Tale “volto greco” non è nient’altro ciò che resta di un maestoso affresco mariano, probabilmente la vergine “odigìtria”, ossia Colei che conduce e indica la Via, cioè Gesù. Si trovava originariamente nell’abside dell’antica chiesa a Lei dedicata, che poneva le sue fondamenta sull’acropoli dell’antica città messapica di AΛΙꓫIAC (Alixias), lì dove sorgeva un tempio pagano.

L’aspetto della chiesa così come la vediamo oggi, risale, dopo vari restauri dello scorso secolo, al periodo romanico tra XII e XIII sec. Ciò si evince dall’architettura e dai disegni geometrici presenti sulle mura esterne. Elemento emblematico di questa chiesa è il pronao, conosciuto comunemente come “Cappallone”. Fu costruito agli inizi del XIV secolo per scopi difensivi e di vedetta sulla vicina costa.

In questo periodo la Chiesa chiamata di Santa Maria De Cruciata, perché meta di passaggio per soldati e pellegrini che partecipavano alle crociate in Terra Santa (ciò è testimoniato da alcuni affreschi di scudi araldici presenti su un pilastro del transetto) si elevò a Cattedrale, divenendo sede episcopale sotto il titolo di Sant’Agata, così come lo era quella di Gallipoli.

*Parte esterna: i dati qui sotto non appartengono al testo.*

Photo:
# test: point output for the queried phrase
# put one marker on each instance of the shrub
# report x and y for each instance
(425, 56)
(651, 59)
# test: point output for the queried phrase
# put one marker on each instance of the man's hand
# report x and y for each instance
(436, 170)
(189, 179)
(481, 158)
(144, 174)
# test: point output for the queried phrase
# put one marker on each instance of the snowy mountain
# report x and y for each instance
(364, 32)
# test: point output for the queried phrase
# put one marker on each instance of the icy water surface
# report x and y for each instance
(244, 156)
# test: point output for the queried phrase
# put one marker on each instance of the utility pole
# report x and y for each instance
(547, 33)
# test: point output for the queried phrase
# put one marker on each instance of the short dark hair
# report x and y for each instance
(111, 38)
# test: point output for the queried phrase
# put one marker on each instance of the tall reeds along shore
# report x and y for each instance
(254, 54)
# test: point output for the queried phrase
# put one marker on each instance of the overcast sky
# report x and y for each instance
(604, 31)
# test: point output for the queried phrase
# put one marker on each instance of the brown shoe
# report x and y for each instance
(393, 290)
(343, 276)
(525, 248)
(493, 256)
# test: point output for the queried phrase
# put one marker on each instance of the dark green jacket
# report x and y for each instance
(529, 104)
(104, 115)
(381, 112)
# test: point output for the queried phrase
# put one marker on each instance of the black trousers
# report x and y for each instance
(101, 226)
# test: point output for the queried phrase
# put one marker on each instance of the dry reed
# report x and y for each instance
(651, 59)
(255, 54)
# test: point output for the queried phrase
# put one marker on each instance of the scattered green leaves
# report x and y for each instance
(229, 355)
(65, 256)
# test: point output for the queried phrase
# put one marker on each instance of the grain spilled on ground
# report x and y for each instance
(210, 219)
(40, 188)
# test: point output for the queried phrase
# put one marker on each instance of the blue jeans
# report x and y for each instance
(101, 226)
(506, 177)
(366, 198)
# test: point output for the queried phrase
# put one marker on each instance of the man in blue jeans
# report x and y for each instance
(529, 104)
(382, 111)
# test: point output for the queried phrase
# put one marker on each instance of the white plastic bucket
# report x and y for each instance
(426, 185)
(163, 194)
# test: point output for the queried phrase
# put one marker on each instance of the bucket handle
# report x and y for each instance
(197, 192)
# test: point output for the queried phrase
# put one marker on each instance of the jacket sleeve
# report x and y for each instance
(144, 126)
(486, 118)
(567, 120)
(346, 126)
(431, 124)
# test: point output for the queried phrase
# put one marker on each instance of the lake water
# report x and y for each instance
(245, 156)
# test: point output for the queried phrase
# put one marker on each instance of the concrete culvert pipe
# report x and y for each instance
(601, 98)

Cappella Madonna della Lizza

La statua della Madonna della Lizza giunse nel lontano 1723.

Altri sono gli affreschi presenti all’interno, ma il pezzo forte, è la statua lignea della Madonna. Giunse l’8 dicembre 1723 nel porto del Canneto a Gallipoli su di un bastimento dal mare da Venezia. Lungo il percorso con cui processionalmente venne portata la statua nella sua Chiesa sul “Sacro Monte”, in ricordo fu eretta una croce in pietra. Così, da allora, quella via si chiamò: A Croce ta Lizza.

La devozione degli aletini verso la loro amata Madonna della Lizza è forte tutto l’anno. Ma lo è ancora di più il 14 – 15 – 16 agosto di ogni anno. Giungono in suo onore pellegrini da ogni luogo, in occasione della festa Patronale. Un’altra data assai importante è il 27 Agosto, giorno in cui facciamo memoria, con una processione penitenziale, dello scampato pericolo del terremoto che si avvertì in tutto il Salento il 27 Agosto 1886. Questa ricorrenza si rinominò come Lizziceddhra.

Madonna della Lizza 2025: ospite musicale Michele Zarrillo sabato 16 agosto.

14 agosto

10:00 Apertura ufficiale della festa con partenza del corteo dal comune di Alezio, accompagnato da Musici e Sbandieratori da Copertino e dal Concerto Bandistico Municipale Città di Alezio e Città di Taviano.

12:00 Zzi Banda tra le vie del paese

19:00 Solenne celebrazione eucaristica presieduta dal Vescovo Filograna presso Largo Fiera. A seguire la processione tra le vie cittadine e al rientro esecuzione dell’Ave Maria di Gounod.

22:30 Bar Italia presso Largo Fiera

15 agosto

In mattinata la tradizionale Fiera della Lizza, mentre si esibiranno nel corso della giornata il Gran Concerto Bandistico Città di Rutigliano del M° Gaetano Cellamara e Città di Conversano della Mª Susanna Pescetti.

12:00 Zzi Banda tra le vie del paese e spettacolo pirotecnico diurno

16 agosto

02:30 Spettacolo pirotecnico nei pressi di via Salvo D’Acquisto

21:45 Michele Zarrillo Tour 2025 presso Largo Fiera, concerto gratuito

17 agosto

20:00 La Lizza dei Bambini, IV Edizione con musica, baby dance e mascotte. Inoltre III Edizione della Sagra della Pasta Maritata, sempre presso Largo Fiera.

22:00 I Calanti in concerto, musica popolare salentina.